Pak Mei Kung Fu – Si Dei Desmond and Si Bak Tsang
Kung Fu for me is the totality of the high ideals of Confucianism boiled down and concentrated into a subculture. The relationship between a Master and Student is akin to that of a Father and Son. Similarly, the relationship between two students is equal to that between two brothers. Tying into all of this, my style of Kung Fu, Pak Mei, is also heavily influenced by the indigenous Chinese religion of Taoism (If you know Star Wars, then you will sort of understand Taoism, since George Lucas borrowed heavily from it). Over time Taoism also absorbed many facets of Buddhism and within its pantheon of Deities, many Buddhas are represented. Within both Taoism and Buddhism there is the concept of fate. From the Buddhist perspective this relates to karmic relationships.

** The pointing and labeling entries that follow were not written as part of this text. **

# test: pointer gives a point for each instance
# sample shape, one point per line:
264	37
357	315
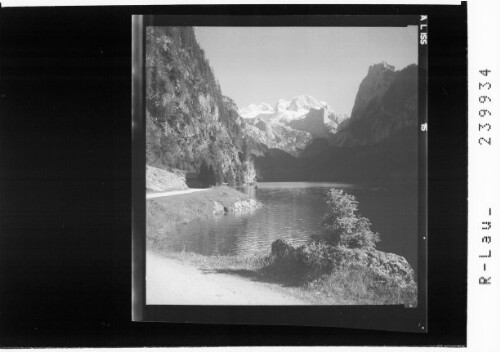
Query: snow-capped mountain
292	124
288	110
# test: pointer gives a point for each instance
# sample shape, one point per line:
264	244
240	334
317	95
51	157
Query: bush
342	226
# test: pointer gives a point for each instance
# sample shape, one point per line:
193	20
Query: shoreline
172	281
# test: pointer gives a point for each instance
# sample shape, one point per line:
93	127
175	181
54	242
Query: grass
309	274
164	214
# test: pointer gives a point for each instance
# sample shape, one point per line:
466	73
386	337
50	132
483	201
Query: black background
65	184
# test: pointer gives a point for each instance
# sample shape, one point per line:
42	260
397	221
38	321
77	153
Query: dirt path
173	193
171	282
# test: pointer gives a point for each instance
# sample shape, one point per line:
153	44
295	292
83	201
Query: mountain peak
381	66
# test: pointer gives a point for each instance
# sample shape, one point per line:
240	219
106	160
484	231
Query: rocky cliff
378	144
189	124
385	104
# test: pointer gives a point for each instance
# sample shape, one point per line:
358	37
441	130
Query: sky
259	64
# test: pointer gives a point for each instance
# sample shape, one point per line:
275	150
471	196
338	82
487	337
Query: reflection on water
293	211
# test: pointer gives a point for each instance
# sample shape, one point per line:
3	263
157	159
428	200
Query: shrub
342	226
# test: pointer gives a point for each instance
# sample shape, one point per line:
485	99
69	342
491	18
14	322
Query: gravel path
173	193
169	281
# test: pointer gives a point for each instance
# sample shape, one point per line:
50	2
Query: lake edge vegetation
340	264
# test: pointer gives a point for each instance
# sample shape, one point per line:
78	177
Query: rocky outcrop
276	135
159	180
243	206
188	121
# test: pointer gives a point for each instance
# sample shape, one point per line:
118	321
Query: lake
293	211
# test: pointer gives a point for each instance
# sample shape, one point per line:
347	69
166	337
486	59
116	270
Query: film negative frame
383	317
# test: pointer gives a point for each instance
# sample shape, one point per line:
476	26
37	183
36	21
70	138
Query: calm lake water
293	211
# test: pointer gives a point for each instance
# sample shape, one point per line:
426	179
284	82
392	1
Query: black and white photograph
282	165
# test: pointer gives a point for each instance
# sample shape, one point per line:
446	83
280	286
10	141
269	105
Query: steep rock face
292	124
277	136
188	121
385	104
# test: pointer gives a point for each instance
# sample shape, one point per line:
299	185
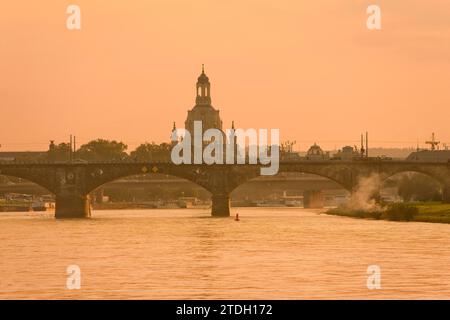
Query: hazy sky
310	68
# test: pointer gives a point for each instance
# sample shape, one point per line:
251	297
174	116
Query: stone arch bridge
72	182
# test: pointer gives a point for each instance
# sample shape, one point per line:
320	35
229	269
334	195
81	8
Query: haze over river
285	253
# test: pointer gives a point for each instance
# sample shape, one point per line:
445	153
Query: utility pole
367	144
70	149
74	145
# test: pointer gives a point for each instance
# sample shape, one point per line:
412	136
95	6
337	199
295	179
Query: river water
285	253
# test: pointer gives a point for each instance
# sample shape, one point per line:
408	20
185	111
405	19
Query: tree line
109	150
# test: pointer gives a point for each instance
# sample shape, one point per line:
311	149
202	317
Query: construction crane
434	144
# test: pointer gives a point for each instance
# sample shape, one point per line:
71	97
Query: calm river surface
285	253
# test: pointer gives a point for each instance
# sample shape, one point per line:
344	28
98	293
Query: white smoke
362	198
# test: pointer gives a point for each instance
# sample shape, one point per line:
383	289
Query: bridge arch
340	174
162	178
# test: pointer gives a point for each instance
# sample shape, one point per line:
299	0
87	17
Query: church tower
203	110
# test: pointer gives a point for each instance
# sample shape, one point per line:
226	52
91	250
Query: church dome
315	150
203	110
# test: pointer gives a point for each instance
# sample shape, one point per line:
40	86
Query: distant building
315	152
203	110
346	154
22	155
430	155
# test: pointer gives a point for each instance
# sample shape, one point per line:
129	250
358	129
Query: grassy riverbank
417	211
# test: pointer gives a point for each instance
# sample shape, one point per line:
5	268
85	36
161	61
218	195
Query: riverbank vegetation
402	211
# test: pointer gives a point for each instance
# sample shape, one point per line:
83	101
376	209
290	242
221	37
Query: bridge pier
72	206
446	194
220	205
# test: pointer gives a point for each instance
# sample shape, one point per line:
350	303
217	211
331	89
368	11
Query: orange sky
310	68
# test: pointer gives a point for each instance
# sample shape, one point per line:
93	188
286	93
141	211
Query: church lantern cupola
203	89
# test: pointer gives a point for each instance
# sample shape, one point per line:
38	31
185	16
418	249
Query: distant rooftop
431	156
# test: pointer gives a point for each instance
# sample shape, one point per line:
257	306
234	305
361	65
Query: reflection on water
285	253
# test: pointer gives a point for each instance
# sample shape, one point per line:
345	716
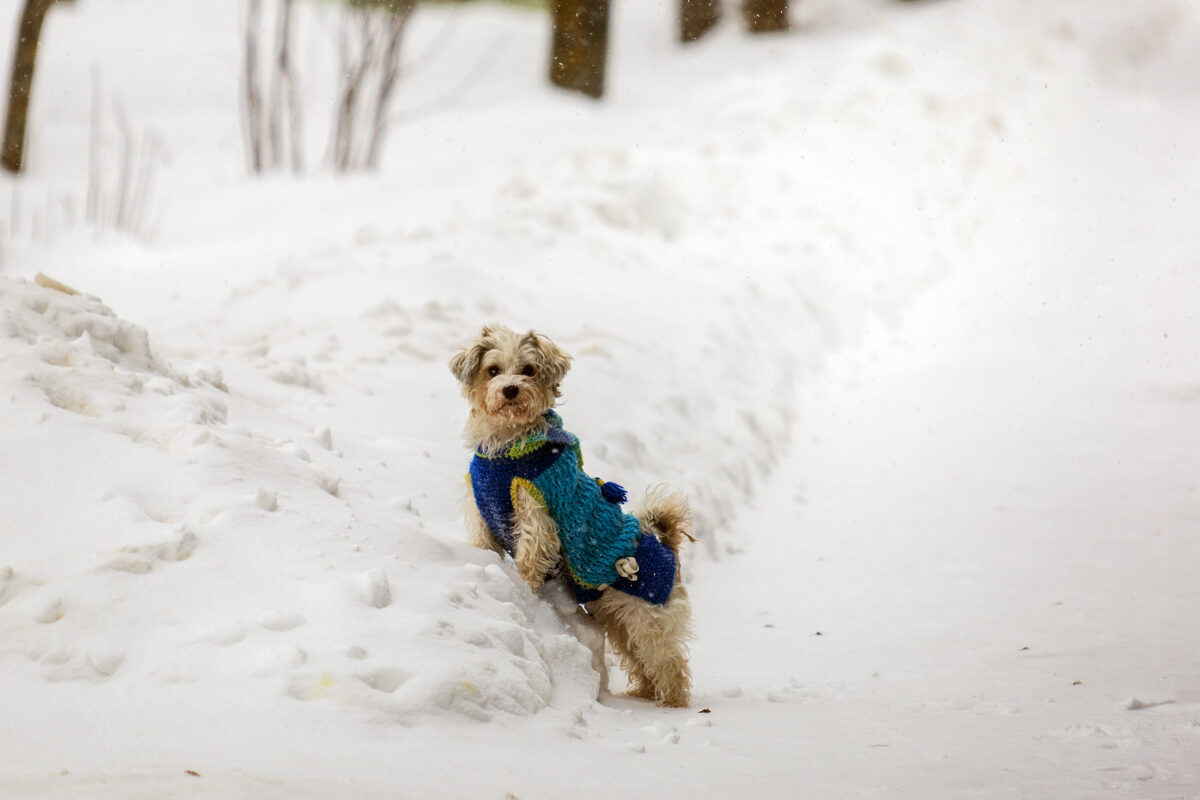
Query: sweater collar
551	429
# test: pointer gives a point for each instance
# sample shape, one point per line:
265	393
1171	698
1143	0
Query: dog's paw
627	567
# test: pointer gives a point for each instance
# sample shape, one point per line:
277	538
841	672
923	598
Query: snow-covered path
905	299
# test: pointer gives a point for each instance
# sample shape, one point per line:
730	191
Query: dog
529	499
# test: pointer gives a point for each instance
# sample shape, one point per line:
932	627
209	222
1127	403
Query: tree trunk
765	16
696	17
22	82
253	98
390	65
580	47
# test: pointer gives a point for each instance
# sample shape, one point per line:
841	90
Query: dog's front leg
537	539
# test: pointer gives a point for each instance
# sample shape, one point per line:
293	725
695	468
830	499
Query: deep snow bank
162	531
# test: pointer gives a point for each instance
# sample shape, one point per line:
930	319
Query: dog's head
510	380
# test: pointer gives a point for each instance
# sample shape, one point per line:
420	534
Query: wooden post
21	83
765	16
580	48
696	17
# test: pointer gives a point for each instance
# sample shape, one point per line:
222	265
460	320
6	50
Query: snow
904	299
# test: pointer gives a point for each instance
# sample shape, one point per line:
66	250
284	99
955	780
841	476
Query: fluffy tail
667	516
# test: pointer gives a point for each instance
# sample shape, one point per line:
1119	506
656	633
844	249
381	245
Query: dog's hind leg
652	643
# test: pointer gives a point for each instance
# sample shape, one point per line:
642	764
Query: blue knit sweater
593	530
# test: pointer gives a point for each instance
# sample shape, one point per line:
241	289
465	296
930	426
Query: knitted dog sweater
593	530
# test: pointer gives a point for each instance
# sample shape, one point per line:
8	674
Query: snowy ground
906	300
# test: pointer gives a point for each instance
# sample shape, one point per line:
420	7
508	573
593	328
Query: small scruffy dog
529	499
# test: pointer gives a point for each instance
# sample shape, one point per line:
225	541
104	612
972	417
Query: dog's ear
466	362
552	360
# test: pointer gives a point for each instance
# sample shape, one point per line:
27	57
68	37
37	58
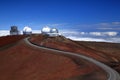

I’ve known Des for a number of years now. I’ve always had a soft spot for him. We met in Sydney while he was a student. Approximately 5 years ago, Des came down to Jubilee Park at Glebe to train in our style of Kung Fu. My Sifu and Brothers practice Pak Mei Kung Fu every Saturday (from 2-4pm). We have been friends ever since. Under Confucian guidelines, I therefore consider Des as my little brother, and I do.
Without going into great detail, I believe Des and I are karmically tied to one another. I don’t say this like some Sydney-Eastern-Suburbs-Yoga-Practitioner talks about karma. I truly believe Pak Mei Kung Fu, Des and I are tied to one another. Through Pak Mei Kung Fu, I met Des. Through Pak Mei Kung Fu, Des met one of our Singaporean ‘uncles’. This Uncle, Si Bak Tsang, also happens to hold a direct lineage to Pak Mei school of Taoism. Through Des I have now met Si-Bak Tsang.
Through Si-Bak Tsang I have experienced the Tao in its most purified form. The interesting aspect to all of this is that for as long as I can remember, I have always held a deep fascination with Taoism, to the point where, as a 10 year old I bought a copy of the Tao Te Ching.
One of the key tenets of Taoism is ‘Doing without Doing’ or Moving with the Tao (Wu Wei – 無為). This behaviour then simply flows through us, therefore letting nature take its course – It is the right action, appropriate to its time and place, and serving the purpose of greater harmony and balance.